Boehner and Pelosi kept their negotiations supersecret, but, when they unveiled their bill, the House members seemed pretty darned happy. The Rules Committee approved it on Wednesday with a voice vote, and much self-congratulations.
“Genuine bipartisanship.”
“A kumbaya moment.”
“This bill is not perfect.” (Lawmakers only call something “not perfect” when they’re seriously trying to resolve a problem. Otherwise, it’s the most wonderful and important piece of legislation in a decade, and it turns out they’re repealing Obamacare again.)
You know there’s a catch, right? Well, the Senate Democrats hate it.
They hate the fact that the children’s health program, which they’ve been working on extending for another four years, will be extended for only two. “The Democrats are going to stick together here,” Senator Sherrod Brown of Ohio, told The Times. “I don’t see how you say yes to doctors and no to 10 million children.”
And they hate that the bill includes the Hyde amendment, banning federal funding for abortions. This is a particularly sore point. “Our goal is to repeal Hyde,” said Dawn Laguens, the executive vice president of Planned Parenthood. “It’s bad for women; it hurts their health; it damages poor women, in particular, and this is an unnecessary compromise.”
Laguens is certainly right about the Hyde amendment being terrible, and you’d be shocked if she felt differently about the bill. Planned Parenthood’s job is to support women’s reproductive choices, not keep the Medicare program from being messed up.
But the Hyde amendment has been in appropriations for decades. It’s pretty much chiseled in stone. The pro-choice caucus in the House supports the health care bill, which the members have concluded makes no change in the status quo.

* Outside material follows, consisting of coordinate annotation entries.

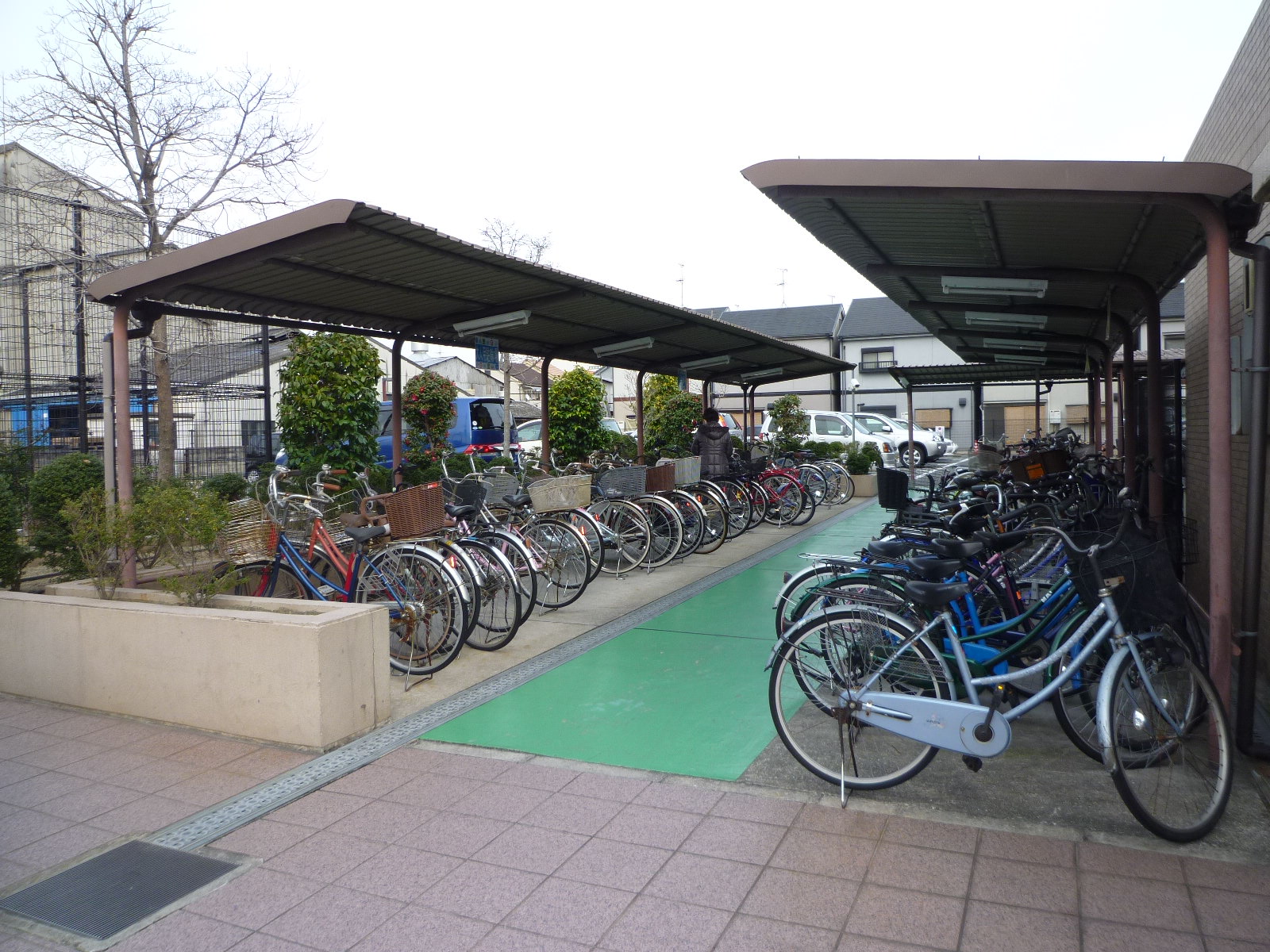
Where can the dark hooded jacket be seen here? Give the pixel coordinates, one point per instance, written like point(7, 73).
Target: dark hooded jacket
point(714, 446)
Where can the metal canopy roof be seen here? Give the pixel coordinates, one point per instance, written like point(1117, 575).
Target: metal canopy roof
point(972, 374)
point(1096, 234)
point(352, 267)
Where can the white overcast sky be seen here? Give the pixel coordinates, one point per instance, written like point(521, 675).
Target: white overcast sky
point(622, 129)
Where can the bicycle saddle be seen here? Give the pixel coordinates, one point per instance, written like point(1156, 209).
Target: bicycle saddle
point(365, 533)
point(935, 594)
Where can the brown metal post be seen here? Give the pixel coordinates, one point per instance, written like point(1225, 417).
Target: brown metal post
point(546, 416)
point(124, 432)
point(398, 459)
point(639, 416)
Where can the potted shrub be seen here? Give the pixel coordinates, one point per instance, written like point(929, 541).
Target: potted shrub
point(860, 460)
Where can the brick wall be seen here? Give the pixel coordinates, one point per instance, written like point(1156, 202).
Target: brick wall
point(1235, 132)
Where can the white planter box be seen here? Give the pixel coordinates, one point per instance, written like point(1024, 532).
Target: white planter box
point(311, 674)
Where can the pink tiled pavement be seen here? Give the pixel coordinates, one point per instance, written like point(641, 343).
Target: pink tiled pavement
point(432, 850)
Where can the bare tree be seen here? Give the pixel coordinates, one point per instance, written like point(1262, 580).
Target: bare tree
point(171, 146)
point(510, 240)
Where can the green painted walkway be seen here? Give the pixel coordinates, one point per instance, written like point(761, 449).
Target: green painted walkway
point(685, 692)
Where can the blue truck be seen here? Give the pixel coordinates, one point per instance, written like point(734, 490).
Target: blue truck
point(478, 424)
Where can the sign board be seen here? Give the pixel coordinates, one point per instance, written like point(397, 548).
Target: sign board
point(487, 353)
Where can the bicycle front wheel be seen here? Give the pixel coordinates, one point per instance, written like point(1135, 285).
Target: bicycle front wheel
point(1168, 742)
point(829, 655)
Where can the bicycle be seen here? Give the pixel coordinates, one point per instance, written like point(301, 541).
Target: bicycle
point(864, 700)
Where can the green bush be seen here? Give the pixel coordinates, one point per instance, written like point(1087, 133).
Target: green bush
point(575, 404)
point(14, 554)
point(51, 488)
point(228, 486)
point(329, 406)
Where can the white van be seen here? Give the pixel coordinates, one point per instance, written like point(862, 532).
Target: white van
point(829, 427)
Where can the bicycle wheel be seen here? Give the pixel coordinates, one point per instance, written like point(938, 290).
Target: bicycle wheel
point(591, 531)
point(267, 581)
point(499, 597)
point(785, 499)
point(560, 559)
point(829, 655)
point(737, 501)
point(425, 607)
point(717, 524)
point(667, 531)
point(694, 520)
point(626, 535)
point(511, 547)
point(1168, 742)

“I don’t like it,” grumbled Representative Alcee Hastings, a Florida Democrat, in the Rules Committee meeting. But, he told the group, if Louise Slaughter, the pro-choice caucus co-chair, was satisfied “and Nancy Pelosi is satisfied, then I guess I should shut up.”
Most of the Senate Democrats seem to have gone from declaring war to grumbling under their breath. You can understand why they’re miserable. Some of them have been working on these health issues for years, and all of a sudden they discover that Pelosi and Boehner have made a secret deal without giving them the least bit of input. It is yet another bruising wound in the greatest enmity in Washington, which is not Republicans versus Democrats but House members versus senators.

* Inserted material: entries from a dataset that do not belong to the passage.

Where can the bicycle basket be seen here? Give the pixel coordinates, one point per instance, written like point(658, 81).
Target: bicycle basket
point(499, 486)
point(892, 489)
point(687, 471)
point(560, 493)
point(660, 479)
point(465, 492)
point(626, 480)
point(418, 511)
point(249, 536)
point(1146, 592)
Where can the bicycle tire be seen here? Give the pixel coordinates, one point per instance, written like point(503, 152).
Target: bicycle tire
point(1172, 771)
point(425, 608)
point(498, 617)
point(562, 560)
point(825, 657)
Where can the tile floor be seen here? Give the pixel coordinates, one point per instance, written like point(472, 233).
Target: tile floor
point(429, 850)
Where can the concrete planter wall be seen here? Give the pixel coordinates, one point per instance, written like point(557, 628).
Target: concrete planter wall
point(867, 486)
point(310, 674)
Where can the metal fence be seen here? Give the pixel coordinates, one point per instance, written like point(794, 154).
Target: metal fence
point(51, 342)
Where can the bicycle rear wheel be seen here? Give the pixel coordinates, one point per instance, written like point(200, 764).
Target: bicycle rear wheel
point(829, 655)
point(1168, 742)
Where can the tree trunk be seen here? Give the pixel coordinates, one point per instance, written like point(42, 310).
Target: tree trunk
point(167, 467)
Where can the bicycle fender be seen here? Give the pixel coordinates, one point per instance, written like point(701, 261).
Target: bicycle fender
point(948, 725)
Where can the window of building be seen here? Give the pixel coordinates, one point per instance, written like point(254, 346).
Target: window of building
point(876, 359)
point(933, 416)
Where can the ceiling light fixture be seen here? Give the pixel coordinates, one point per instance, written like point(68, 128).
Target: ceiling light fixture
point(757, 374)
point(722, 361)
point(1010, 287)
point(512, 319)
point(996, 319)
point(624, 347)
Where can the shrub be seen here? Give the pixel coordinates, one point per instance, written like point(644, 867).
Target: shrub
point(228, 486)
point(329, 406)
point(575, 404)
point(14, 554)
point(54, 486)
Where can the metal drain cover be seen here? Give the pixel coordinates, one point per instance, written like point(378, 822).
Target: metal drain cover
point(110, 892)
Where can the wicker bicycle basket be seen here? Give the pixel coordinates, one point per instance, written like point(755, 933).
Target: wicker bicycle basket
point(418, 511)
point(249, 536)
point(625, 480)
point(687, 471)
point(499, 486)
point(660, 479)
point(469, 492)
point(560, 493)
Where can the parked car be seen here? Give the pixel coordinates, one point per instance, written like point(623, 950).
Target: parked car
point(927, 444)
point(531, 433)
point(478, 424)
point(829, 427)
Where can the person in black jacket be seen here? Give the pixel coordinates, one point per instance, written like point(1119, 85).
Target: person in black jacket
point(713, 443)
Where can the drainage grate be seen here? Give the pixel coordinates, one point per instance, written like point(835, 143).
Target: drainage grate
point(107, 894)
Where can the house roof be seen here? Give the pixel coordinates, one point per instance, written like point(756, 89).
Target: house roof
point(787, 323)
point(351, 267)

Also, there was that unfortunate situation last week when the Senate Democrats bottled up a bill to help the victims of human trafficking because they discovered a tiny clause expanding the rules against funding for abortion. It was a totally righteous battle, except for the part where the Democrats had failed to notice the language was in the bill until the last minute. But now everyone is dug in, and if the Boehner-Pelosi bill passes, the senators will be helping the doctors before they help the sex-trafficking victims.
So what would you do, people? I’d vote for throwing in the towel. When you’re in the minority, there’s a limit to how good any deal is going to look. Doing anything that’s a little bit more than desperate paddling is an achievement these days. The Senate ought to pass the bill. Just don’t call it a kumbaya moment.